Categories: Business
| On 5 years ago

SA economy grows unexpectedly in Quarter 2

By Citizen Reporter

In its quarterly presentation on GDP in South Africa, Stats SA revealed that the mining industry has primarily driven some unexpected growth of 3.1% in the economy, which has been the strongest growth in three years.

Nominal GDP in the second quarter of 2019 was estimated at R1.26 trillion, higher than the R1.20 trillion recorded in the first quarter of 2019. 

Finance and real estate are growing.

Africa’s second-biggest economy bounced back from its largest quarterly drop in a decade when it contracted 3.1 percent in the first three months of 2019.

Stats SA said the recovery was mainly driven by the mining industry, which grew 14.4 percent — the biggest increase since 2016.

The secondary sector was boosted by manufacturing while growth in the tertiary sector was driven by financial, real estate and business services — South Africa’s single largest industry.

The results are expected to ease pressure on President Cyril Ramaphosa who took office in 2018 on a promise to revive the economy by attracting foreign investment and cracking down on corruption.

But Africa’s most developed economy has been gripped by low growth, mass layoffs and rolling blackouts caused by heavily indebted power company Eskom, which generates around 95 percent of the country’s electricity.

Unemployment rose to a record 29 percent this year, with youth joblessness above 50 percent.

Both the agricultural and construction sectors — which respectively employ around 5.0 and 3.0 percent of the population — were in recession, said Stats SA.

Growth in the mining sector — fuelled by coal, manganese and iron ore — sits at odds with South Africa’s pledge to peak greenhouse gas emission between 2020 and 2025, which would require a significant reduction in coal-powered stations.

“South Africa has to work on correlating better GDP figures with unemployment and poverty alleviation,” tweeted political economy analyst Daniel Silke.
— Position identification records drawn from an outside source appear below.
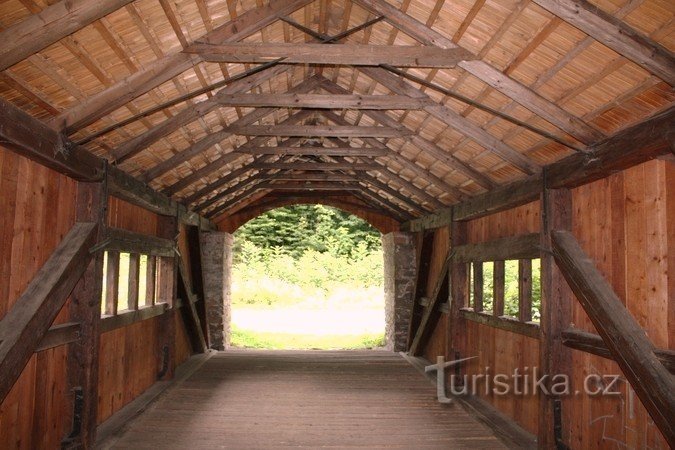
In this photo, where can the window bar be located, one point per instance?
(525, 290)
(498, 288)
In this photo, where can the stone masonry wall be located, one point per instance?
(399, 284)
(216, 253)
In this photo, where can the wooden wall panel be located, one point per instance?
(128, 365)
(37, 208)
(130, 217)
(625, 224)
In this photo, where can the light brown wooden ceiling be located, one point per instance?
(581, 90)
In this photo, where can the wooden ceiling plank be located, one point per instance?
(453, 119)
(139, 143)
(212, 139)
(167, 67)
(340, 54)
(50, 25)
(488, 74)
(616, 35)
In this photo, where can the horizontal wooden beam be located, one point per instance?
(517, 247)
(315, 151)
(61, 334)
(642, 142)
(340, 54)
(507, 323)
(322, 101)
(167, 67)
(592, 343)
(316, 166)
(27, 136)
(130, 242)
(313, 176)
(319, 131)
(624, 337)
(616, 35)
(109, 323)
(50, 25)
(314, 186)
(25, 324)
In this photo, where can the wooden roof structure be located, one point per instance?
(409, 106)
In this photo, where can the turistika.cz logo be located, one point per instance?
(525, 381)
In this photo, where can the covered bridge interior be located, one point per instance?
(467, 131)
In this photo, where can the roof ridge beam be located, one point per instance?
(531, 100)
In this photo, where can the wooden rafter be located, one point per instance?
(488, 74)
(419, 141)
(357, 55)
(24, 326)
(634, 145)
(616, 35)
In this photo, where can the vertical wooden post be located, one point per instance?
(556, 316)
(167, 286)
(477, 286)
(525, 290)
(85, 308)
(134, 278)
(459, 293)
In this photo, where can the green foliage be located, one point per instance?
(293, 230)
(511, 288)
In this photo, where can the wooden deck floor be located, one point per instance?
(364, 399)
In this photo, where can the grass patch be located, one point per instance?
(287, 341)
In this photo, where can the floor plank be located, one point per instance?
(310, 399)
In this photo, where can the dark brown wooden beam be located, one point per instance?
(316, 186)
(486, 73)
(624, 337)
(127, 318)
(503, 323)
(26, 323)
(516, 247)
(340, 54)
(29, 137)
(616, 35)
(431, 312)
(317, 166)
(313, 176)
(316, 151)
(61, 334)
(642, 142)
(556, 316)
(322, 101)
(592, 343)
(129, 242)
(189, 311)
“Growth therefore needs sustained annual increases of at least 3.0 percent rather than just one quarter of recovery from a very low base.”

South Africa’s central bank forecasts economic growth of 1.8 percent in 2020 and 2.0 percent in 2021. The 2020 figure was cut to 1.5 percent by the International Monetary Fund earlier this year, hindering Ramaphosa’s bid to attract investors.